Angela Ferrell-Zabala is an American reproductive rights, gun control, and social justice activist who serves as the inaugural executive director of Moms Demand Action.

== Career ==
Ferrell-Zabala's early career included community organizing positions at several social justice organizations, with a focus on outreach to faith communities. In 2011–12, she was the director of the Religious Coalition for Reproductive Choice's Spiritual Youth for Reproductive Freedom project, conducting reproductive rights outreach on college campuses. Ferrell-Zabala was also an organizer for Community Change, and the Community Voting Project.

In 2014, Ferrell-Zabala joined Planned Parenthood as Director of African American Leadership and Engagement. She was subsequently appointed the National Director of Strategic Partnerships for the Planned Parenthood Action Fund.
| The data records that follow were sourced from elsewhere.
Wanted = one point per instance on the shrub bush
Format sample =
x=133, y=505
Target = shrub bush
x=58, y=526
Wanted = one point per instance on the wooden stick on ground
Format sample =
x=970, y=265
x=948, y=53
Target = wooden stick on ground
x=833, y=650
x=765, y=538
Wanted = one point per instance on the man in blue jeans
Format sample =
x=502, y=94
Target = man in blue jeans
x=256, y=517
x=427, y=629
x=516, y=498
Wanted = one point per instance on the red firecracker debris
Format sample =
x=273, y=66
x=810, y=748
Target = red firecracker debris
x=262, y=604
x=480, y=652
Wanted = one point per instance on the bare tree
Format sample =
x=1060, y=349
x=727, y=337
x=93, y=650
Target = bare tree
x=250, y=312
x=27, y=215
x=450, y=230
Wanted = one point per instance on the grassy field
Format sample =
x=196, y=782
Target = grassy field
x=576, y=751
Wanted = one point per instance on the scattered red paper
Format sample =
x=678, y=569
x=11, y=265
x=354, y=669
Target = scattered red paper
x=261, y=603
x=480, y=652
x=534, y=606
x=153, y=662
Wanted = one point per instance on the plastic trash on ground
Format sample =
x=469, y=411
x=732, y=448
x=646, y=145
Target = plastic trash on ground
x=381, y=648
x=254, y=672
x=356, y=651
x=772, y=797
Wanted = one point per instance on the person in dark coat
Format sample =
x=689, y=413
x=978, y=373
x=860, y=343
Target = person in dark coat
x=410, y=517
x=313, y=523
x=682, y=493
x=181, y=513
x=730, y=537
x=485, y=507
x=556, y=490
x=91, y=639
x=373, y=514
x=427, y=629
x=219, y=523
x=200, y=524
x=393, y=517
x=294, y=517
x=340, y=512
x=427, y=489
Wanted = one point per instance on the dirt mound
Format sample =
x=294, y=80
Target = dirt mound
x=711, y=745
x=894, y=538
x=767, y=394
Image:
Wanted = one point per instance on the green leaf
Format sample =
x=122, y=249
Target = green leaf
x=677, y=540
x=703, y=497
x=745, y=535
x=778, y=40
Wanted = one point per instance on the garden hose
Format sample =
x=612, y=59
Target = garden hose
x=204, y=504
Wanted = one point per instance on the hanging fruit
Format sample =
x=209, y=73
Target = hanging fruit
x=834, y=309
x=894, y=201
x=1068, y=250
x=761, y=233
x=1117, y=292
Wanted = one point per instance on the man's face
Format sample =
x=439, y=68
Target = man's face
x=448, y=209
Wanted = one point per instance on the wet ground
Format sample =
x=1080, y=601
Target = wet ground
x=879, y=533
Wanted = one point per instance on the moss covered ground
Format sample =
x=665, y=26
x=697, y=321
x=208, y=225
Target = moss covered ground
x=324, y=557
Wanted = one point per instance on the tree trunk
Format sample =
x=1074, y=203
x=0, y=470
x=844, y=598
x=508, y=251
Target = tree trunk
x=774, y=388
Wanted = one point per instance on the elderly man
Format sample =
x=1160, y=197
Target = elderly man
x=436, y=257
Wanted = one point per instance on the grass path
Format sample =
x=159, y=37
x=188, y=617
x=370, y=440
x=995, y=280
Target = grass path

Ferrell-Zabala joined Everytown for Gun Safety, Moms Demand Action's parent organization, in 2019 as Chief Equity, Outreach and Partnerships Officer. After serving in the role for 18 months, she was appointed Senior Vice President of Movement Building for Everytown. Ferrell-Zabala was appointed the Moms Demand Action's first executive director on April 27, 2023.

== Personal life ==
Ferrell-Zabala identifies as Christian and LGBT. Ferrell-Zabala and her wife, Fernanda Ferrell-Zabala live in Washington, D.C., with their four children. In 2022, she shared in a New York Times profile about LGBT families that she had befriended SumOfUs Executive Director Emma Ruby-Sachs at a nonprofit leadership retreat in 2016, only to later discover their daughters were half-siblings, having used the same sperm donor.